Medicare is paying companies $30 a month per patient to manage conditions like hypertension, obesity and prediabetes. The only way to make that work is with AI.
CMS, the federal agency that runs Medicare, accepted more than 150 organizations into a new payment model called ACCESS launching this July. It covers chronic conditions including diabetes, hypertension, chronic pain and depression. Most of the accepted organizations have never served Medicare patients before, a sign that tech-forward health companies, not traditional providers, are the ones jumping in.
The payment rates, laid out in CMS's financial documents, are flat annual fees per patient based on condition:
- eCKM (hypertension, obesity, prediabetes): $360/year initially, $180 after that
- CKM (diabetes, chronic kidney disease, heart disease): $420 initial, $210 follow-on
- MSK (chronic pain): $180, no follow-on
- BH (depression, anxiety): $180 initial, $90 follow-on
CMS also withholds half the payment until organizations can prove their patients are actually getting healthier.
Traditional care, with nurses, case managers and follow-up calls, simply cannot operate at those margins. Neil Batlivala, CEO of AI care company Pair Team, told TechCrunch that the economics only work with a lean, AI-driven operation. Patrick Sheehan of Withings Health Solutions described it more simply: ACCESS is creating "a free Medicare app store, essentially, where you can access the program that fits you best."

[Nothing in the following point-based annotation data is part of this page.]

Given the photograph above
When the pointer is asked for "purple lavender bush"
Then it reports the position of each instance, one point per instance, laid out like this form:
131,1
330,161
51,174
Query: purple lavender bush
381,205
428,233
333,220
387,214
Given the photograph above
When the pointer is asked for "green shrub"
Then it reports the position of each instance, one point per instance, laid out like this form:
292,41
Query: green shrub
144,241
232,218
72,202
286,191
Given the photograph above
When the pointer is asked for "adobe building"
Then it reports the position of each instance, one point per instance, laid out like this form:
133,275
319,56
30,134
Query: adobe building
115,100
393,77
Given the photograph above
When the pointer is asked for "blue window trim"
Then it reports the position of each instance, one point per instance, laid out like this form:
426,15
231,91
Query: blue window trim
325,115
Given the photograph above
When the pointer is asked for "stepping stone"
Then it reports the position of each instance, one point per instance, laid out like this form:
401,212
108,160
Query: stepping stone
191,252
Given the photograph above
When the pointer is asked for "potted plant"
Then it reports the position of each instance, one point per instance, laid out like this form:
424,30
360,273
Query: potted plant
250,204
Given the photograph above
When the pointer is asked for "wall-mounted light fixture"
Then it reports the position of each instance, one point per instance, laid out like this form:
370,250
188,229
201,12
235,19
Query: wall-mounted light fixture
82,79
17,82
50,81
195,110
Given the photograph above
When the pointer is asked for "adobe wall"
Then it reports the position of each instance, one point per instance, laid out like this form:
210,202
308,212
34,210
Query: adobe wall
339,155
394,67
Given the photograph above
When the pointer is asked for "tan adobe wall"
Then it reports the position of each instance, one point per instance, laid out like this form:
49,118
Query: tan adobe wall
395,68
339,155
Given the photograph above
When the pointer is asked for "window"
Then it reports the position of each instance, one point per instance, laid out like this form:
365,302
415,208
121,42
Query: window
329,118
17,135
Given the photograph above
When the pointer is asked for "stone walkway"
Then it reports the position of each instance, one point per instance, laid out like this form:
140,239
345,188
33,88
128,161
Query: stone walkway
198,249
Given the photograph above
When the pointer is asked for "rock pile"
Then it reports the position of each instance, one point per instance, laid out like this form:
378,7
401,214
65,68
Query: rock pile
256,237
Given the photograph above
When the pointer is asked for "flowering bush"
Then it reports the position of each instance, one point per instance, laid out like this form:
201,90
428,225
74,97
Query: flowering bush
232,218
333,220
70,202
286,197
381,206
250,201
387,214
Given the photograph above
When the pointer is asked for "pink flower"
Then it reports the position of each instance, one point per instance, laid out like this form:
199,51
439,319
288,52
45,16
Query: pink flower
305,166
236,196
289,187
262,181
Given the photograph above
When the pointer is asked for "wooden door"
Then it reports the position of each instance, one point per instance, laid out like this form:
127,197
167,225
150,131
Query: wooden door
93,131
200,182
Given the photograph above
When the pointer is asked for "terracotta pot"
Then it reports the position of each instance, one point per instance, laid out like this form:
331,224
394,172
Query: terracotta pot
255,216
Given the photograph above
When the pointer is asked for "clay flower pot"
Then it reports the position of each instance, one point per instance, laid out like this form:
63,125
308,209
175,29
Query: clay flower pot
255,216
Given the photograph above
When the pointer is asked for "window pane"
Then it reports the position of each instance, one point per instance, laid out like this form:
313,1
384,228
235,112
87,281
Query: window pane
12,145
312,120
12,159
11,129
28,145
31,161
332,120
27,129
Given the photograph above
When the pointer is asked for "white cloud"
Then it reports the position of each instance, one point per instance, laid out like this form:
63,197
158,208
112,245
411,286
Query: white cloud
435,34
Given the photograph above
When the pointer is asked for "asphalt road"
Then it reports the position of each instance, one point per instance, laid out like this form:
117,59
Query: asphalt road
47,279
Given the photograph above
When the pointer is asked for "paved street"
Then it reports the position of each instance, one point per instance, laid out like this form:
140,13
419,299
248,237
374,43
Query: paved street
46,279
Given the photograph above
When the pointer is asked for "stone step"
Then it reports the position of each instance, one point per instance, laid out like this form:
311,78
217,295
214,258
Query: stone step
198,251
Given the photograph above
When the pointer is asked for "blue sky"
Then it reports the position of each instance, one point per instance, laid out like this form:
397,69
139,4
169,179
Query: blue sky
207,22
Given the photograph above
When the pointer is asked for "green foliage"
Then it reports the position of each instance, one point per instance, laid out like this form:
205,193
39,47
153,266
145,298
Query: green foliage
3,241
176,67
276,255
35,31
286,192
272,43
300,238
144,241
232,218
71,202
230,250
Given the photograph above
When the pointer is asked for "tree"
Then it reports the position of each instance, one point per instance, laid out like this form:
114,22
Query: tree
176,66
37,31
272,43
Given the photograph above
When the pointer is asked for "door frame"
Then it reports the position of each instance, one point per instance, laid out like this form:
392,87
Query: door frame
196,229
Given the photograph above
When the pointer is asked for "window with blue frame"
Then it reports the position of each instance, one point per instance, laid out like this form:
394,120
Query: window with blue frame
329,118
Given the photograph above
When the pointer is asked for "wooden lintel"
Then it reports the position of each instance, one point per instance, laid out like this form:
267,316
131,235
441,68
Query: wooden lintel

Not everyone is convinced the rates are workable. Omada Health, a publicly traded digital health company, chose not to apply, arguing the rates aren't high enough to deliver quality care. Brandon Ballinger, co-founder of AI health startup Empirical Health, sees it differently: "I think we should just stop whining about the reimbursement rates and figure out how to deliver care more efficiently."
One of Pair Team's patients, a 67-year-old woman living out of her car, spent over an hour talking to Flora, the company's AI agent. "Flora was probably the only 'person' she'd talked to in weeks about her situation," Batlivala told TechCrunch.
Private insurers representing 165 million members have already committed to aligning with ACCESS's payment approach. If the model works in its initial Medicare run, the commercial insurance market could follow.
One quiet detail from the CMS blog post announcing the model: it was co-authored by the director of CMS's innovation center and CMS's Chief AI and Technology Officer. The fact that CMS even has a Chief AI and Technology Officer co-signing payment policy tells you where the federal government's head is at.

The tech industry talks a lot about AI disrupting healthcare. ACCESS is the federal government actually putting a price tag on it. CMS's innovation center has a roughly one-in-three historical success rate on these experiments, so the skepticism is earned. But 165 million private insurance members have already committed to following its lead. If the model delivers, $30 a month becomes the benchmark for chronic disease management, and that's a number that favors startups with AI agents over health systems with headcount.